REPUBLIKA.CO.ID, JAKARTA -- Peta koalisi menuju 2024 masih membagi dua poros, yakni keberlanjutan dan perubahan. Pengamat politik, Ahmad Khoirul Umam menilai poros keberlanjutan masih menunjukkan dua nama yang belum memerlihatkan titik pembeda, antara Prabowo Subianto dan Ganjar Pranowo.
Menurut Khoirul, poros yang mengusung Prabowo dan poros yang mengusung Ganjar sama-sama usung keberlanjutan Presiden Jokowi. Jadi, tegas dia, memang tidak ada titik pembeda dua poros ini.
"Masih belum jelas juga apa titik perbedaan antara poros pengusung Ganjar dan poros pengusung Prabowo," kata Khoirul, Jumat (14/7/2023).
Saat ini, Prabowo Subianto maupun Ganjar Pranowo memang masih menjabat di bawah kepemimpinan Presiden Jokowi. Prabowo masih menjabat sebagai Menteri Pertahanan, sedangkan Ganjar masih menjabat Gubernur Jawa Tengah.
Ia mengingatkan, capres-cawapres dan koalisi yang mampu membawa gagasan dan penilaian kebijakan yang kuat, lebih mudah diterima nalar dan akal sehat, berpeluang memenangkan rakyat. Khoirul menegaskan, sejarah pilpres telah membuktikan hal itu.
Menurut Khoirul, sudah ada kisi-kisi untuk memenangkan hati, pikiran, dan suara rakyat sebagai legitimasi untuk melanjutkan kepemimpinan nasional. Artinya, besar atau kecil ukuran koalisi tidak menjamin pula kemenangan.
"Sebaliknya, koalisi yang tidak diikuti visi dan misi yang jelas, serta lebih didasarkan pada kalkulasi kepentingan pragmatis cenderung rapuh," ujar Khoirul.
Meski begitu, di sisi lain sebagian masyarakat yakini soliditas koalisi keberlanjutan dan koalisi perubahan dipengaruhi relasi kuasa. Menurutnya, restu Presiden Jokowi cukup menentukan pembentukan formasi masing-masing.

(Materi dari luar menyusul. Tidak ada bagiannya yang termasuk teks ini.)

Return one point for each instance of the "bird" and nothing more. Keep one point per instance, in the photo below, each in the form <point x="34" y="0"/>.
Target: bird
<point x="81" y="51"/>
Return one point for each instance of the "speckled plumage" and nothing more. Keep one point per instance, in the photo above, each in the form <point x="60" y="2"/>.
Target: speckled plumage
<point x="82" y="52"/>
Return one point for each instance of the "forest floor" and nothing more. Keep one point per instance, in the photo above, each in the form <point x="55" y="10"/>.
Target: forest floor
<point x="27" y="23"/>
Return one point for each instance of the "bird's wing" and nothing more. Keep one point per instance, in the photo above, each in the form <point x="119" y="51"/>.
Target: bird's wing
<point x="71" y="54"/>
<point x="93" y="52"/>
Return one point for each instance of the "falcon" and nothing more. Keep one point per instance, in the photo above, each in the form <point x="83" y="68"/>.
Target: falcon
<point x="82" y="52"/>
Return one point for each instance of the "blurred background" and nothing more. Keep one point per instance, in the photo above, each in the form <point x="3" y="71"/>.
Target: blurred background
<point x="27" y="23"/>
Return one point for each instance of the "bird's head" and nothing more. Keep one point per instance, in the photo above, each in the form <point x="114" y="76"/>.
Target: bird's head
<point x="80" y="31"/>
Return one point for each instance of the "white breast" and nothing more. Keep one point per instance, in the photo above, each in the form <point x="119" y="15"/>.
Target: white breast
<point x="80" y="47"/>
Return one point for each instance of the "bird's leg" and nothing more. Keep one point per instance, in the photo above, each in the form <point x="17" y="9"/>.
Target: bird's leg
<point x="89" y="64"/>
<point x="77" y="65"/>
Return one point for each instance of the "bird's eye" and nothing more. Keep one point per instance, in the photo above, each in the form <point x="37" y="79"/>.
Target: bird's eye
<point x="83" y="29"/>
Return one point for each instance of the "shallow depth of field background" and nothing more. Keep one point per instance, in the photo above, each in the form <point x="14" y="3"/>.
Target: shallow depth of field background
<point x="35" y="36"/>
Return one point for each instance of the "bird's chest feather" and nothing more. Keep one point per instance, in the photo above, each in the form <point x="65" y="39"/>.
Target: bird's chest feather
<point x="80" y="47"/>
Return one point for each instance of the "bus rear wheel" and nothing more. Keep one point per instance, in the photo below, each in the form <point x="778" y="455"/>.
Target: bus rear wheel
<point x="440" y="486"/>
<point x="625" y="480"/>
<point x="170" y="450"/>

Ini pula yang sempat memunculkan kontroversi cawe-cawe Presiden Jokowi dalam mengorkestrasi koalisi menuju kontestasi 2024. Sekalipun, Jokowi mengklarifikasi cawe-cawe yang dimaksud bukan intervensi kekuasaan.
"Namun, dukungan Jokowi masih dianggap sebagai variabel yang perlu dihitung dalam konstelasi politik ke depan," kata Khoirul.